The Outsider
A Memoir for Misfits
Vir Das ’02, D.F.A.’18
S&S/Simon Element
The Outsider is more than just a memoir about Vir Das’s rise to comedic fame; it’s a powerful reflection on how being a misfit can shape one’s identity into something truly unique. Das’s story speaks to anyone who has ever felt out of place, serving as a testament to the resilience and humor that can arise when you resist the urge to fit in and stay true to who you are.
More Hell
Adam al-Sirgany ’11
Whiskey Tit Books
The stories of More Hell weave a rich and sometimes comic tapestry of longing, addiction, sex, and loss—themes common to all our lives. The wild cast of rural characters navigate a fast-changing world from their vantage point in a place unaccustomed to such change. The cast of More Hell will resonate long after the final page.
The Constitution of Conflict
How the Supreme Court Undermines the Separation of Powers
Thomas Bell, Associate Professor of Political Science
University Press of Kansas
The Constitution of Conflict is a bold and timely proposal for rethinking the role of the Supreme Court in the separation of powers. Challenging long‑held assumptions about the Constitution, Thomas Bell boldly argues that a separation of powers doctrine enforceable by the court is inconsistent with the constitutional design.
Dinosaur Dreams
A Father and Daughter in Search of America’s Prehistoric Past
B.J. Hollars ’07
Bison Books
B.J. Hollars and his 9-year-old daughter Ellie embarked on a 2,000-mile road trip to complete the Montana Dinosaur Trail, a 14-stop trail consisting of museums, state parks, and dinosaur dig sites throughout a state known for its Mesozoic-era fossil record. They dig fossils, learn from amateur and professional paleontologists, and forge a bond even stronger than the dinosaurs they love.
RACK
Jim Hogue ’70
Logosophia
Jim Hogue’s novel RACK is old-fashioned storytelling pulled from today’s headlines. The eponymous Rack, smart, tough, funny and literate, finds himself drawn into an elaborate sting operation to catch human traffickers and the greedy politicians abetting them. RACK is an homage and addition to the great sleuthing novels of the past, from Raymond Chandler to Elmore Leonard.

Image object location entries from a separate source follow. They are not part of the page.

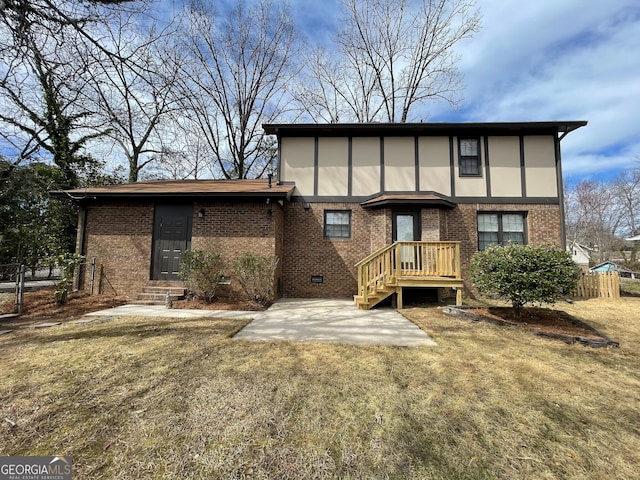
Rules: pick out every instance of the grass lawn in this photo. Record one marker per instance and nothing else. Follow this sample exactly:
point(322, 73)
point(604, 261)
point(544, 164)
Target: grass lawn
point(165, 398)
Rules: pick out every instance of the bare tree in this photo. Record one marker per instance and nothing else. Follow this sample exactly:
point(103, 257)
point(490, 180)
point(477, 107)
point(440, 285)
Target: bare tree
point(135, 97)
point(235, 79)
point(627, 190)
point(42, 84)
point(594, 218)
point(188, 156)
point(393, 57)
point(41, 88)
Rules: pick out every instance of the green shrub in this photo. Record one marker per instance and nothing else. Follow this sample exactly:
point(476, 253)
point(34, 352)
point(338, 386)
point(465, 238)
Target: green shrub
point(256, 274)
point(201, 272)
point(67, 262)
point(524, 274)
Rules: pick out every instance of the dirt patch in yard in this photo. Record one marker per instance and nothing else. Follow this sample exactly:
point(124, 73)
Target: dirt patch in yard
point(541, 321)
point(40, 306)
point(218, 304)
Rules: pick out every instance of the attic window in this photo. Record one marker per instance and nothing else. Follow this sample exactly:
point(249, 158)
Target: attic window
point(469, 153)
point(337, 224)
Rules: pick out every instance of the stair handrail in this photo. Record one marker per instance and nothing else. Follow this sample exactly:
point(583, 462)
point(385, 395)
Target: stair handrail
point(380, 251)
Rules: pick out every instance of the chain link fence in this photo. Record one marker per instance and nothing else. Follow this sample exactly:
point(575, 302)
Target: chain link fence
point(17, 279)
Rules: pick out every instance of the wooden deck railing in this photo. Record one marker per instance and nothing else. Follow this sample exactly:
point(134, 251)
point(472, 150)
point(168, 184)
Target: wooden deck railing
point(406, 259)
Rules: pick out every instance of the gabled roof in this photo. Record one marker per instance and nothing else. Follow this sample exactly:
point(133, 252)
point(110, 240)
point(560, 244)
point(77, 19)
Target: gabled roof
point(437, 128)
point(178, 189)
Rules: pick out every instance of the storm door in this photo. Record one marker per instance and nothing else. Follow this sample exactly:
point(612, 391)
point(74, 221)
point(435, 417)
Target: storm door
point(171, 236)
point(406, 228)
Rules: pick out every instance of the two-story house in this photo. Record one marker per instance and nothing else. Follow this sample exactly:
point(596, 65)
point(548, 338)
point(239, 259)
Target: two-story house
point(361, 210)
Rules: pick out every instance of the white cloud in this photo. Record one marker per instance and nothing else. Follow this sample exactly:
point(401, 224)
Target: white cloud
point(548, 60)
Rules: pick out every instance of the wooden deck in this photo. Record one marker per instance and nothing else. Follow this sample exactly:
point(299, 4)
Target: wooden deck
point(408, 264)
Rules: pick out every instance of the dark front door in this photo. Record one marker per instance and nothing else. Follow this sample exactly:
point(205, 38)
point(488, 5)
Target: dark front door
point(171, 236)
point(406, 228)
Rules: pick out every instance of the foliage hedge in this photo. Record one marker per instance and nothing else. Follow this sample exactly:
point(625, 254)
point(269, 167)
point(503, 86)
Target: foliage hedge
point(523, 274)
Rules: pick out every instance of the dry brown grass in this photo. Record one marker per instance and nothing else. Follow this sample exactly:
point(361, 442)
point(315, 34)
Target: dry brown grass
point(162, 398)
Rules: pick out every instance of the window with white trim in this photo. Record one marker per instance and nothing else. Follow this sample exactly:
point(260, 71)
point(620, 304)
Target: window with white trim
point(500, 229)
point(337, 224)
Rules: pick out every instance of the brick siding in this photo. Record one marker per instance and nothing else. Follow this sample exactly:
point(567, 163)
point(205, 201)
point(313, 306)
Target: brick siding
point(119, 235)
point(232, 229)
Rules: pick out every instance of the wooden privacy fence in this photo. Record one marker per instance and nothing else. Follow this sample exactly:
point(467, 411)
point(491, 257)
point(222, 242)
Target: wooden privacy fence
point(603, 285)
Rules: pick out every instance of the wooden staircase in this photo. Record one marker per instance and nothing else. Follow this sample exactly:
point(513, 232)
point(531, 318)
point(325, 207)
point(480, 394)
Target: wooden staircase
point(155, 293)
point(408, 264)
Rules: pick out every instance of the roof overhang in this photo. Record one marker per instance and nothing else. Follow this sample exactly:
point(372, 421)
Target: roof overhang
point(410, 129)
point(183, 190)
point(431, 199)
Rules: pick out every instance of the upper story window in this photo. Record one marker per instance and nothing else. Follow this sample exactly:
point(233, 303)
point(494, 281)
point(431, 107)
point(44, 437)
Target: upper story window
point(500, 228)
point(337, 224)
point(469, 153)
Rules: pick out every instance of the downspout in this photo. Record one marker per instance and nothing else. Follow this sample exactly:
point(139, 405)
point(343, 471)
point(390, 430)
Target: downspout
point(563, 226)
point(557, 140)
point(82, 221)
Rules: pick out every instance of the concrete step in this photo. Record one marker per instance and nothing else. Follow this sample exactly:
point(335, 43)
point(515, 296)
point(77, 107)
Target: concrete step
point(164, 290)
point(156, 293)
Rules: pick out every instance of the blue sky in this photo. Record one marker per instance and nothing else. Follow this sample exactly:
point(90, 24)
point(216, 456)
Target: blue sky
point(545, 60)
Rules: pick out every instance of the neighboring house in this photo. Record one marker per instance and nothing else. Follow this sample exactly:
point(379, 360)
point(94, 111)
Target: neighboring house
point(606, 267)
point(580, 255)
point(344, 194)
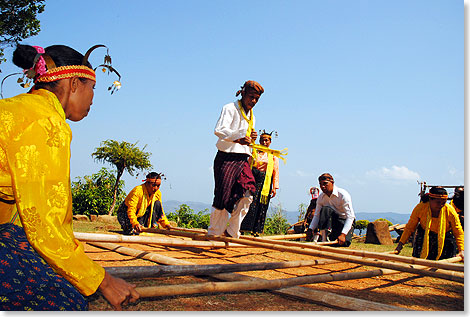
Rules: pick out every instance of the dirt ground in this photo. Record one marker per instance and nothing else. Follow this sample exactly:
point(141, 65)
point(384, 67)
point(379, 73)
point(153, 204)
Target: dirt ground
point(403, 290)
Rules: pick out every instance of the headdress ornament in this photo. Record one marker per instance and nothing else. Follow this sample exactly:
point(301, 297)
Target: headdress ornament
point(250, 84)
point(44, 70)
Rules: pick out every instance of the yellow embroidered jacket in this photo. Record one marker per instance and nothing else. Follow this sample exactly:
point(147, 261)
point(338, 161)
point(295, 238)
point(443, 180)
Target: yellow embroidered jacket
point(419, 216)
point(35, 173)
point(137, 202)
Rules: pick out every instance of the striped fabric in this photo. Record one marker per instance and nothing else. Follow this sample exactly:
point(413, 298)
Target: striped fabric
point(27, 281)
point(232, 177)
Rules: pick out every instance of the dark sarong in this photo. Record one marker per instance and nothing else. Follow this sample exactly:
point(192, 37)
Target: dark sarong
point(27, 281)
point(329, 219)
point(256, 216)
point(125, 223)
point(232, 177)
point(449, 250)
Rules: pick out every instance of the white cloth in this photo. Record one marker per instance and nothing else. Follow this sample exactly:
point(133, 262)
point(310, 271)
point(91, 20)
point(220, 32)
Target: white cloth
point(340, 201)
point(219, 218)
point(232, 126)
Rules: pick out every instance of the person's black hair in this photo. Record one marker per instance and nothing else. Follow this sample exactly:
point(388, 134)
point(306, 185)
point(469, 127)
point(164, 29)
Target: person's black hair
point(62, 55)
point(154, 175)
point(459, 198)
point(438, 190)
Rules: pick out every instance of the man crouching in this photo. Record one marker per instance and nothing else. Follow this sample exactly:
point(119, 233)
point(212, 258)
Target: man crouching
point(335, 215)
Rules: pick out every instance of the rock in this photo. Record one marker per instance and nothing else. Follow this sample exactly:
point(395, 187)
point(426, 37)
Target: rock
point(107, 219)
point(81, 218)
point(378, 233)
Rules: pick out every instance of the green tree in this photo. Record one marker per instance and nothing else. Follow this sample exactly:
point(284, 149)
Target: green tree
point(185, 217)
point(276, 222)
point(92, 195)
point(125, 157)
point(302, 211)
point(18, 21)
point(361, 225)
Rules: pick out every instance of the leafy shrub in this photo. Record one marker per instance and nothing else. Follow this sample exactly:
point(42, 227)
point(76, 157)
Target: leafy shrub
point(276, 222)
point(361, 225)
point(383, 219)
point(93, 195)
point(185, 217)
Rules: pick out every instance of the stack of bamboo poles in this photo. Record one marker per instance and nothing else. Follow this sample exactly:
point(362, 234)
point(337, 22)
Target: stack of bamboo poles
point(440, 269)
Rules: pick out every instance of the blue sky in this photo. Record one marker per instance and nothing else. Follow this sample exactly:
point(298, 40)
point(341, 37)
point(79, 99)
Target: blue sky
point(369, 91)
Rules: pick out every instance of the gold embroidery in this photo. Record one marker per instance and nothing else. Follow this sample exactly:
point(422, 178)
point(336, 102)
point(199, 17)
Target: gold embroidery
point(57, 196)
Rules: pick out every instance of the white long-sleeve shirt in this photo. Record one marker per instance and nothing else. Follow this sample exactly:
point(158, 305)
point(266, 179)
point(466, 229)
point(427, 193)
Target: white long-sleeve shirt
point(340, 201)
point(232, 126)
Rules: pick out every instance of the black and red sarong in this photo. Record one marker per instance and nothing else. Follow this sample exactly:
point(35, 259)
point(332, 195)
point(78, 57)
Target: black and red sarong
point(232, 177)
point(27, 281)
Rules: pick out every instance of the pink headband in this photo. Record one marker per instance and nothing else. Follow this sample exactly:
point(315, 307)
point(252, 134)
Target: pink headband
point(40, 65)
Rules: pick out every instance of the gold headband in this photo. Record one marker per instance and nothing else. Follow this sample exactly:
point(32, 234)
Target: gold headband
point(63, 72)
point(436, 196)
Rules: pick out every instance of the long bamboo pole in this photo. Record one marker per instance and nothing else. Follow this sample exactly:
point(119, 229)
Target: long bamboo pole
point(448, 275)
point(219, 287)
point(341, 254)
point(316, 296)
point(128, 272)
point(100, 237)
point(375, 255)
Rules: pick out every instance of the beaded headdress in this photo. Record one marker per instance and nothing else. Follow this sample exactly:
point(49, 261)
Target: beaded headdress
point(44, 70)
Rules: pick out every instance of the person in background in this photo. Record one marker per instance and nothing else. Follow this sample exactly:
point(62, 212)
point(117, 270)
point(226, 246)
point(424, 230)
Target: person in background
point(438, 228)
point(142, 207)
point(265, 168)
point(234, 181)
point(458, 202)
point(334, 212)
point(43, 266)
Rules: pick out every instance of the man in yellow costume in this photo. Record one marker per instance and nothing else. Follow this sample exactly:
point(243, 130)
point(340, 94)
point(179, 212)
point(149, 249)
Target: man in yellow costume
point(42, 265)
point(142, 207)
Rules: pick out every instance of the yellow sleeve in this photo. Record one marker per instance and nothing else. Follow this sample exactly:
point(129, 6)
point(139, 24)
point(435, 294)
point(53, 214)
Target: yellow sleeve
point(39, 162)
point(132, 202)
point(412, 223)
point(457, 229)
point(163, 221)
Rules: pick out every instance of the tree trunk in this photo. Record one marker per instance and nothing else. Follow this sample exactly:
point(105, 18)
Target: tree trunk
point(116, 185)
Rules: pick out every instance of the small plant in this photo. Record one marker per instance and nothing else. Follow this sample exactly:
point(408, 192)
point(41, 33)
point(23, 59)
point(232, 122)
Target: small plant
point(185, 217)
point(93, 195)
point(276, 223)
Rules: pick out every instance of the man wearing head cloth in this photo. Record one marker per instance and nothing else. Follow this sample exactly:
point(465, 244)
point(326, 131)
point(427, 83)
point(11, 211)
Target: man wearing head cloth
point(234, 181)
point(334, 211)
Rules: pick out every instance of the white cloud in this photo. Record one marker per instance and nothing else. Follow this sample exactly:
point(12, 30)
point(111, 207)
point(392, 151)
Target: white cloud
point(395, 173)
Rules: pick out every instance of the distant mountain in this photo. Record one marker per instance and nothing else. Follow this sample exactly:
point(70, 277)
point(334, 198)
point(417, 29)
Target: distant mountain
point(291, 216)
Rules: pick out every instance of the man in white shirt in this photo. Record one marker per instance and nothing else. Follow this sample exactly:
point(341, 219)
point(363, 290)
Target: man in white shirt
point(234, 181)
point(333, 211)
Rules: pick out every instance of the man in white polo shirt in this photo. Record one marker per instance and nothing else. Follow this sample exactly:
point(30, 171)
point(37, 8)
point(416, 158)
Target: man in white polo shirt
point(334, 212)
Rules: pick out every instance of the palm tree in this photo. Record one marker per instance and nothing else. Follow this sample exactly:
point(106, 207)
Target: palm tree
point(125, 156)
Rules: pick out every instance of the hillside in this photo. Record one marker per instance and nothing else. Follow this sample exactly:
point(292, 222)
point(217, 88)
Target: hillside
point(292, 216)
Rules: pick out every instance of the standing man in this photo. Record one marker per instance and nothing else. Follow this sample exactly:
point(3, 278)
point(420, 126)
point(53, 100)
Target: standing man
point(334, 211)
point(234, 181)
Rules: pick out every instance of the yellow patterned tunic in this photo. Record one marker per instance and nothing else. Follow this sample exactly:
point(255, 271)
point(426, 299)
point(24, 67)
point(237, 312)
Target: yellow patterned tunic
point(35, 173)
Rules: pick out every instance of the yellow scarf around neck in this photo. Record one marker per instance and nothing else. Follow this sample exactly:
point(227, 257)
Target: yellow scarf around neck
point(249, 130)
point(265, 191)
point(440, 235)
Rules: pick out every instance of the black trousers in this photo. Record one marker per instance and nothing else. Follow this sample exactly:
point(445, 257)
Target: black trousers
point(329, 219)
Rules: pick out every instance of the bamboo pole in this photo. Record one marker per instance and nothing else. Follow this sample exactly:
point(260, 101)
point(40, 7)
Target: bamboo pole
point(308, 294)
point(99, 237)
point(238, 286)
point(448, 275)
point(375, 255)
point(341, 254)
point(127, 272)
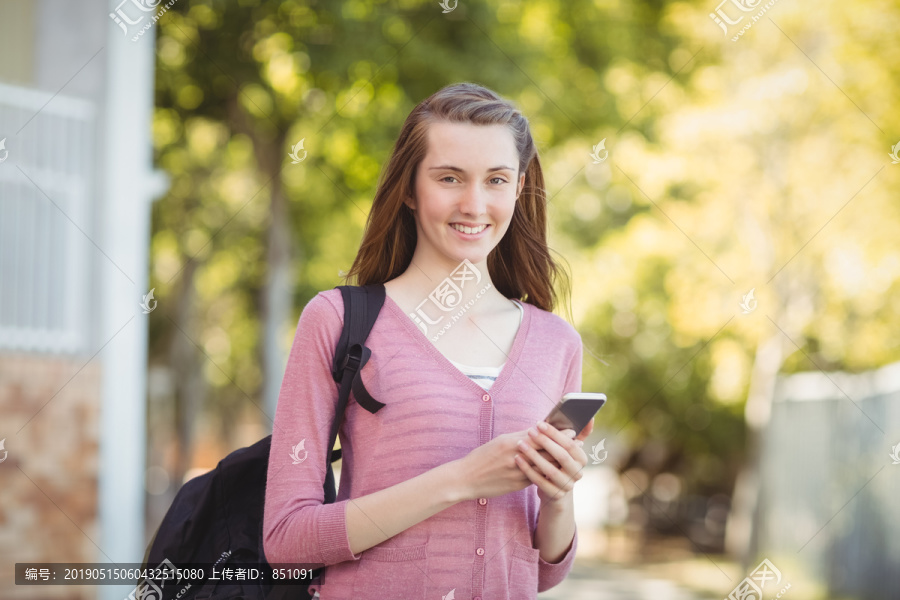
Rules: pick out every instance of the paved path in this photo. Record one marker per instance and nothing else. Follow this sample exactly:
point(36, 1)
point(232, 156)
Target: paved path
point(605, 583)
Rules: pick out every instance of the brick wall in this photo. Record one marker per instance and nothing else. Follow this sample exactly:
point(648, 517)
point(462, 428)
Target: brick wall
point(48, 482)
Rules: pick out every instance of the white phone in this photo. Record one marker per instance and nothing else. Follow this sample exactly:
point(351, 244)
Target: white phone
point(576, 410)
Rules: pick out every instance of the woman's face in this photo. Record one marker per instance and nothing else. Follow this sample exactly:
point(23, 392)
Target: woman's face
point(466, 189)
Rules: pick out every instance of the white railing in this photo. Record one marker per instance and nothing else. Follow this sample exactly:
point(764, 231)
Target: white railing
point(46, 220)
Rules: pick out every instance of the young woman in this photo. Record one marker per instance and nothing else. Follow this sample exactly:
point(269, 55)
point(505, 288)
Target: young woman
point(450, 486)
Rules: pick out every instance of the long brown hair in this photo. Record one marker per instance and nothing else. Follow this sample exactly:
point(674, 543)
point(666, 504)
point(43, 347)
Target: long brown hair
point(520, 265)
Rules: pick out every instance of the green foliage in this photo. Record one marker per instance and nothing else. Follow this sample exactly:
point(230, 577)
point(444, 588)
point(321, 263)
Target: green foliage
point(722, 166)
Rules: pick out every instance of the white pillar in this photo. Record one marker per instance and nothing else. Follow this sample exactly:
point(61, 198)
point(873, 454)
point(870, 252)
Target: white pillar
point(128, 187)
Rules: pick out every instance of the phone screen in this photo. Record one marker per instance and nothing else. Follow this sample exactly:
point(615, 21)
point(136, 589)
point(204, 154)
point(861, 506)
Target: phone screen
point(576, 410)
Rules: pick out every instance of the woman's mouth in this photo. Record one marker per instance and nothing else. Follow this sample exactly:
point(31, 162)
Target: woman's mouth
point(469, 231)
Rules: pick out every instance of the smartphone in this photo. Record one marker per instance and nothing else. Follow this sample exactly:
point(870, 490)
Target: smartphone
point(576, 410)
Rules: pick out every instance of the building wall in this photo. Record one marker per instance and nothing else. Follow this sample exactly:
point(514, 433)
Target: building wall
point(48, 495)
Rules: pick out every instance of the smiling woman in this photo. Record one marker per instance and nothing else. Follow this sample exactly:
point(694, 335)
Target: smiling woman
point(448, 487)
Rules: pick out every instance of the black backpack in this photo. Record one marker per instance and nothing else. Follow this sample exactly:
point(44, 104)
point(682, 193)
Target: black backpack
point(217, 518)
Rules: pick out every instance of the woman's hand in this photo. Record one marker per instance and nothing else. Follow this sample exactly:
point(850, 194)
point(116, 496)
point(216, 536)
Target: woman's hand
point(556, 479)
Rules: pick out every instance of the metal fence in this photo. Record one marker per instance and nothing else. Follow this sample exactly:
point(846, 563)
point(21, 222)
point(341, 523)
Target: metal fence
point(45, 188)
point(830, 503)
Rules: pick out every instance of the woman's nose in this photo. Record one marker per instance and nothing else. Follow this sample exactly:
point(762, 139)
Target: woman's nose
point(474, 200)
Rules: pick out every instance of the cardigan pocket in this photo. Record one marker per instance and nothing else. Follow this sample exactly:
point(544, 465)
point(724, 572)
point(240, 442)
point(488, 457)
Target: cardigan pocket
point(523, 571)
point(389, 572)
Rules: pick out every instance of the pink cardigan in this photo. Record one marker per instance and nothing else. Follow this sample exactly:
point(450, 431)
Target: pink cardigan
point(480, 549)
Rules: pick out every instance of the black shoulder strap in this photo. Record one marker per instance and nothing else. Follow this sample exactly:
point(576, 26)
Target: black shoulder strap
point(361, 307)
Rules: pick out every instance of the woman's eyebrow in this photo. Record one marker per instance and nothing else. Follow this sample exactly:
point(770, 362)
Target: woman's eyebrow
point(458, 170)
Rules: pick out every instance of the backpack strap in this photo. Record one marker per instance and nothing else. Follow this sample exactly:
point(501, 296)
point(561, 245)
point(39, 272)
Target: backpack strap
point(361, 307)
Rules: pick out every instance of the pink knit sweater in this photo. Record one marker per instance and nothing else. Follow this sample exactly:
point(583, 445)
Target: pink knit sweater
point(480, 549)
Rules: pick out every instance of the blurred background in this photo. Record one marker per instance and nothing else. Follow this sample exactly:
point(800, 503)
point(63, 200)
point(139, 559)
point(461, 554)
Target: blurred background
point(723, 187)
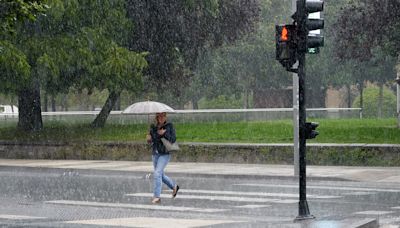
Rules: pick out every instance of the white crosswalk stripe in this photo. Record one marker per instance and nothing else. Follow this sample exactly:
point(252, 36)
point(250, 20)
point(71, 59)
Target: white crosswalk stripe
point(267, 194)
point(323, 187)
point(18, 217)
point(153, 222)
point(134, 206)
point(220, 198)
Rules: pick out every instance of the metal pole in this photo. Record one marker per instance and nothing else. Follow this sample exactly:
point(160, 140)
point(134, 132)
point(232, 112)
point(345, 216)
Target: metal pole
point(295, 113)
point(398, 92)
point(304, 212)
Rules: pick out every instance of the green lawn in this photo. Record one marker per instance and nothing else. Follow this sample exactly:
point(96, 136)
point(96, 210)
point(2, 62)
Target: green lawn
point(331, 131)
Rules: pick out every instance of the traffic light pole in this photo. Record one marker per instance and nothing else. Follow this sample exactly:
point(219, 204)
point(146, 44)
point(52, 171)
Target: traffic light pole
point(295, 113)
point(304, 212)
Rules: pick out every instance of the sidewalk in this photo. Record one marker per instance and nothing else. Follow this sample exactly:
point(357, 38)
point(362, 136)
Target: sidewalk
point(368, 174)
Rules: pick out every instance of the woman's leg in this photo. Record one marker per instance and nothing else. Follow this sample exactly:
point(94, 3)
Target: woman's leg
point(159, 163)
point(157, 178)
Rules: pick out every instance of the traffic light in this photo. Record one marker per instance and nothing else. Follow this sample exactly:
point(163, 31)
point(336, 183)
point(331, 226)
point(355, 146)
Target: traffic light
point(310, 130)
point(314, 40)
point(286, 45)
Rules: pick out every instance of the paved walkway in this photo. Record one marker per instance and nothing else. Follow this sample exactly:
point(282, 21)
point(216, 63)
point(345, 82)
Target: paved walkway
point(373, 174)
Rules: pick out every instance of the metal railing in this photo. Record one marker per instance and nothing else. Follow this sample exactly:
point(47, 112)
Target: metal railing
point(200, 115)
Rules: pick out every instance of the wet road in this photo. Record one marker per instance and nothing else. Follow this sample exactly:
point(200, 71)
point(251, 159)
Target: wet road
point(35, 197)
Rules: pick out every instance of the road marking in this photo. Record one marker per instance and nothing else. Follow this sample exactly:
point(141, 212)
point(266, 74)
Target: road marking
point(252, 206)
point(134, 206)
point(289, 195)
point(322, 187)
point(358, 193)
point(219, 198)
point(153, 222)
point(19, 217)
point(373, 212)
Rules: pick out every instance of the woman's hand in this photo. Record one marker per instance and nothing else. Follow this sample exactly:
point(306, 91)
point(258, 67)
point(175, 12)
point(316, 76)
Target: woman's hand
point(161, 131)
point(148, 138)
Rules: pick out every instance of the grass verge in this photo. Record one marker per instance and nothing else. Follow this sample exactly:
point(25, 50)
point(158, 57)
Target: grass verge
point(331, 131)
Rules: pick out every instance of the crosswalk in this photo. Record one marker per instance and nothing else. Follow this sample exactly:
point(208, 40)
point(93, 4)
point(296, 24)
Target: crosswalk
point(217, 207)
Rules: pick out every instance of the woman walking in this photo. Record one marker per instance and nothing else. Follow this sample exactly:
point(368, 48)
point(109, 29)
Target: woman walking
point(161, 157)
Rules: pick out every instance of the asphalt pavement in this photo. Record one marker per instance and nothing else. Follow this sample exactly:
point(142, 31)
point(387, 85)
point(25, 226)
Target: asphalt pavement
point(365, 174)
point(87, 193)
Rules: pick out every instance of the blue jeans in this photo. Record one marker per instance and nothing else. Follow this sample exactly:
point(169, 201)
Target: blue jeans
point(160, 161)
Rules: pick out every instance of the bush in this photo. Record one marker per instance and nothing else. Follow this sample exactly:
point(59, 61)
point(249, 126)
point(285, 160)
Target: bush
point(371, 96)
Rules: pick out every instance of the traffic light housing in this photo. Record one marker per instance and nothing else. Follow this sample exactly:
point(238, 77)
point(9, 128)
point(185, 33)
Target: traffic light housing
point(313, 40)
point(311, 130)
point(286, 45)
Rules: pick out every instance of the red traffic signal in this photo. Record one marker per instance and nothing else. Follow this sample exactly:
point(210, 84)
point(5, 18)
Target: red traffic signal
point(286, 45)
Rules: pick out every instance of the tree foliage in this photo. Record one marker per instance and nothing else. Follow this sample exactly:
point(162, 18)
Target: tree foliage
point(363, 25)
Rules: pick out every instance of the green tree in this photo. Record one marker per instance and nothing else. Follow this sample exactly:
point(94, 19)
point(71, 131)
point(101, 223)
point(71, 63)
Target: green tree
point(176, 32)
point(13, 12)
point(371, 103)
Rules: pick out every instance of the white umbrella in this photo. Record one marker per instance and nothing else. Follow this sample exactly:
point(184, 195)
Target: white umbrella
point(147, 107)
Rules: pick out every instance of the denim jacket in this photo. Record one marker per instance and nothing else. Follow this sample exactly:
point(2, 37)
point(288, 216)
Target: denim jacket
point(157, 145)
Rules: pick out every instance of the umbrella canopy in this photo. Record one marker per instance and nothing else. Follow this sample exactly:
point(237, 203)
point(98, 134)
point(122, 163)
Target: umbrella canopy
point(147, 107)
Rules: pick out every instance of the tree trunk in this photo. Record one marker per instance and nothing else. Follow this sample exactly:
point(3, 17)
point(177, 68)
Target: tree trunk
point(195, 103)
point(53, 103)
point(45, 102)
point(348, 95)
point(380, 100)
point(117, 105)
point(361, 89)
point(30, 113)
point(101, 118)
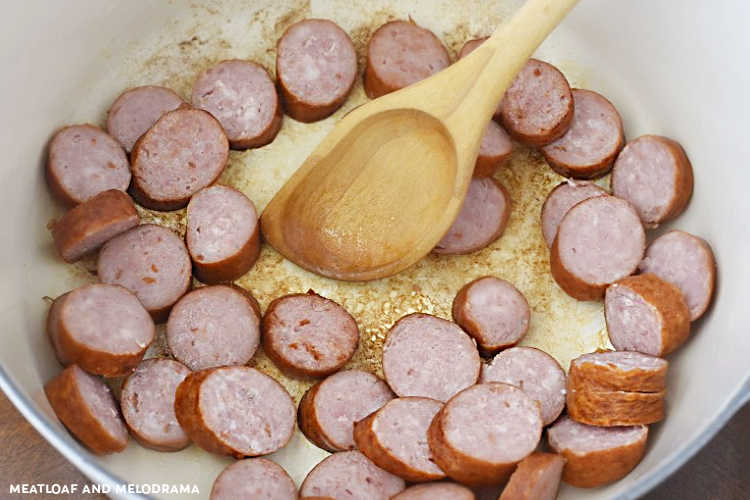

Baseball in the Roaring Twenties
The Yankees, the Cardinals, and the Captivating 1926 Season
Thomas Wolf ’69
University of Nebraska Press
Focusing on the Cardinals and Yankees and their dramatic seven-game battle in the 1926 World Series, Baseball in the Roaring Twenties tells the story of key players such as Babe Ruth and Rogers Hornsby, the Negro Leagues season, and how baseball and the inextricably linked aspects of American life—Prohibition, the Jazz Age, and the rise of sports gambling—converged that year.
Race and Place
School Desegregation in Prince George’s County, Maryland
Deirdre Mayer Dougherty, Associate Professor of Educational Studies
Rutgers University Press
Race and Place considers the everyday experiences of community members throughout the process of school desegregation and how race, place, and truth came to matter in this process in Prince George’s County, Maryland, from 1945 through 1973.
Up All Night
An Aspie’s Memoir of Chasing Girls in Quicksand
Rich Trout ’91
Christian Faith Publishing
Up All Night not only grips readers in unrelenting humor, but it offers a fresh voice embracing readers with graphic injuries, tender recollections, big surprises, and love. Posing nuanced psychological questions while never losing its heart, Up All Night traces the challenges of living with undiagnosed Asperger's syndrome before the social disorder became known in 1992.
The CBGB Conspiracy
Gabriel Rotello ’74
Koehler Books
Set during the glory days of New York's downtown music, art, literary and fashion scenes, The CBGB Conspiracy mixes fiction with a host of real events and historical figures. Behind them all looms a character just as visceral and ultimately doomed: the crumbling New York of 1977.